What the architect does
The architect designs the shell: the structure, the envelope, how the house sits on the lot, and how everything meets code and engineering standards. They create the framework, the bones of the house, structurally, spatially, and technically. That work is essential and we coordinate with it closely.
What the interior designer does, and where interior architecture comes in
An interior designer refines how each space supports real life: circulation, storage, furniture placement, and where materials and fixtures need to go to support your routines. The most valuable part of this work is what is often called interior architecture, the layout refinement, built-in millwork, ceiling planes, and lighting tied to framing that have to be planned before construction begins because they affect structure, electrical, and cost.
This is the work that separates a house that is technically complete from one that actually functions and feels considered. Drapery coves integrated into the rafters instead of boxed in later. Cabinetry designed around what you actually own. A place planned from the start for the heirloom console. These are easy to miss in architectural drawings and expensive to patch in after framing.
Why the timing matters
In high-end residential construction, most layout and structural decisions are finalized before furnishings are even considered. If interior architecture is brought in late, after framing begins, changes ripple into demolition, revised engineering, and rescheduled trades, and the cost climbs fast. Brought in early, the same decisions cost a little more in design fees and save far more in avoided mid-construction revisions.
How the collaboration works
- The architect creates the structural framework and handles code and engineering.
- We refine how each room works: circulation, storage, built-ins, and how spaces relate.
- We detail millwork, lighting, and ceiling design tied to the framing.
- Everyone agrees who leads where roles overlap, so there is no dueling-designer friction.
When architect and designer collaborate from the beginning, you get a home that is not just well built but personal, functional, and tailored to how you actually live. That is the model we use, and we coordinate with architects across the country to deliver it.
Keep reading
Frequently asked
questions.
Do I need both an architect and an interior designer for a custom home?

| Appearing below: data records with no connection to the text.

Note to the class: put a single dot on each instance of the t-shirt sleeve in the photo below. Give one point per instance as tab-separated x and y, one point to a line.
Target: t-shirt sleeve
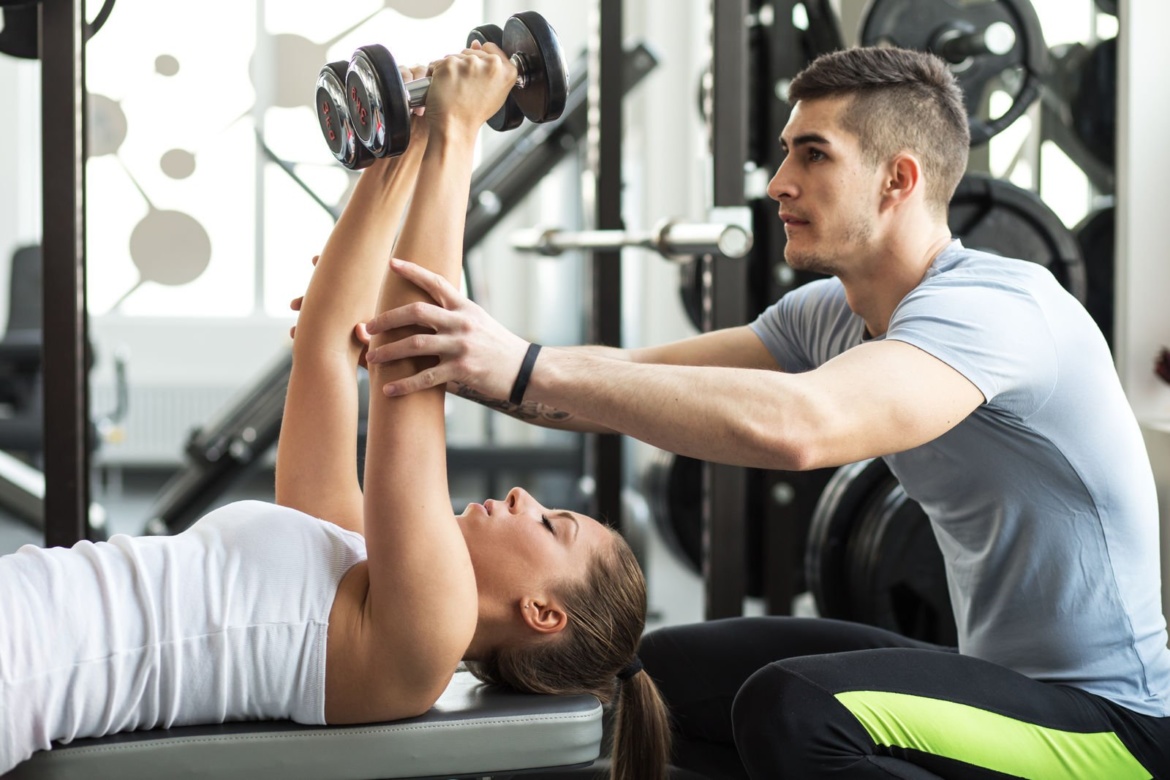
995	335
802	329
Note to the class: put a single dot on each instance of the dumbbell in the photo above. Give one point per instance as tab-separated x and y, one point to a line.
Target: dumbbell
335	118
374	112
509	116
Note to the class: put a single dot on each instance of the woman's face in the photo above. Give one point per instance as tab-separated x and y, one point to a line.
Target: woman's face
521	547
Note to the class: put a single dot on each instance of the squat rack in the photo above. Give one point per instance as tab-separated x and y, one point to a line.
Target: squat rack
64	329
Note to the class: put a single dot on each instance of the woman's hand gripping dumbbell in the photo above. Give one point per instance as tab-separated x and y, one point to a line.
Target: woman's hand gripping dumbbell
364	108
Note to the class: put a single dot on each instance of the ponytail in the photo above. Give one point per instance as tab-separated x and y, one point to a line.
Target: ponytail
641	732
597	654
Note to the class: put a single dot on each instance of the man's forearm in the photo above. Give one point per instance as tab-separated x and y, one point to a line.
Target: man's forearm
709	413
539	414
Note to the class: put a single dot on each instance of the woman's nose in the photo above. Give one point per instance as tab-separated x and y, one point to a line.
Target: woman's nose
516	498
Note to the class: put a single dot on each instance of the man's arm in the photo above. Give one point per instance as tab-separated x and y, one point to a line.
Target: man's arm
875	399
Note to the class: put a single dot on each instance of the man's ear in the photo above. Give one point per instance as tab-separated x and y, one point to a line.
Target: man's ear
543	615
903	179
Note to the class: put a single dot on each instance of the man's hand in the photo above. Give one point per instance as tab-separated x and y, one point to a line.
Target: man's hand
359	331
473	349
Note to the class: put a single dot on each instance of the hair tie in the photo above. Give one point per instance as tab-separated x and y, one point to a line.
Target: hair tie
525	373
631	669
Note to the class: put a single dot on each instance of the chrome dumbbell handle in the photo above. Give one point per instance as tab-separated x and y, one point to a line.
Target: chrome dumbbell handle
417	90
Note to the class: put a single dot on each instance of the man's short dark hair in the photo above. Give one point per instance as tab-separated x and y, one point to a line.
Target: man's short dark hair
902	99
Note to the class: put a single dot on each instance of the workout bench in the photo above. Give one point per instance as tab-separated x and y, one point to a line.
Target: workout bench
473	731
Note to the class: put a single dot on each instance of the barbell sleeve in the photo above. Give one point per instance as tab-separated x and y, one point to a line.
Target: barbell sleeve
669	239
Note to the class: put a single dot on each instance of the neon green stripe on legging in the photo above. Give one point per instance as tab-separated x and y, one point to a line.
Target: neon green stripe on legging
990	740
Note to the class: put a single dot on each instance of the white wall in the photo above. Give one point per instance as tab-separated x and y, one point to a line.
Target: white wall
1143	266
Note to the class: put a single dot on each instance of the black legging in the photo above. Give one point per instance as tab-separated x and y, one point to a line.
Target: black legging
819	698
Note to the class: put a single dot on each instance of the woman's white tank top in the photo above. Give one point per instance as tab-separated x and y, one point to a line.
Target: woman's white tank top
225	621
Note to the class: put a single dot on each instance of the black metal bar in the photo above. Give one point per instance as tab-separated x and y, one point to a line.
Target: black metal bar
605	159
724	488
63	173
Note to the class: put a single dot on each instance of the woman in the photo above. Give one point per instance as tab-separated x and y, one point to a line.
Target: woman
363	618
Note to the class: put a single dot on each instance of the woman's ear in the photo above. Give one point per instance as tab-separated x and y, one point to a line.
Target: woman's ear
543	615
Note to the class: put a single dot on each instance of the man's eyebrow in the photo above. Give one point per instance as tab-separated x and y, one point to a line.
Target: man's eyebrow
577	525
806	138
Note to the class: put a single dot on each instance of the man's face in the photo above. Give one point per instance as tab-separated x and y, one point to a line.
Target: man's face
828	193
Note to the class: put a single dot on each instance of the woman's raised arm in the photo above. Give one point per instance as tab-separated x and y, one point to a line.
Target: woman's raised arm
422	602
316	457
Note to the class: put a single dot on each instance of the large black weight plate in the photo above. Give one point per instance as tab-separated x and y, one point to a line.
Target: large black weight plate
546	89
926	25
998	216
1094	103
833	523
509	116
675	491
377	101
1095	236
334	118
899	579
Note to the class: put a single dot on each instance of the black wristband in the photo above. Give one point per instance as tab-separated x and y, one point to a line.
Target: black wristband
525	373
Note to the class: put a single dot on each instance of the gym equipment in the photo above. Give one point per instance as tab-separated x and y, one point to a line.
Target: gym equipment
21	29
673	484
379	103
1095	236
872	557
826	565
1079	105
473	731
990	45
996	215
1093	104
509	116
673	240
895	570
231	444
335	121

For anything beyond a surface refresh, usually yes. The architect designs the structural shell; the interior designer refines how the home functions and feels, the layout, built-ins, lighting, and detail, ideally planned early, before framing, so they are integrated rather than patched in.
What is interior architecture?
Interior architecture is the design of how a home works from the inside: floor plan refinement, room adjacencies, built-in millwork, ceiling design, and lighting tied to framing. These decisions affect structure and cost, so they must be planned before construction begins.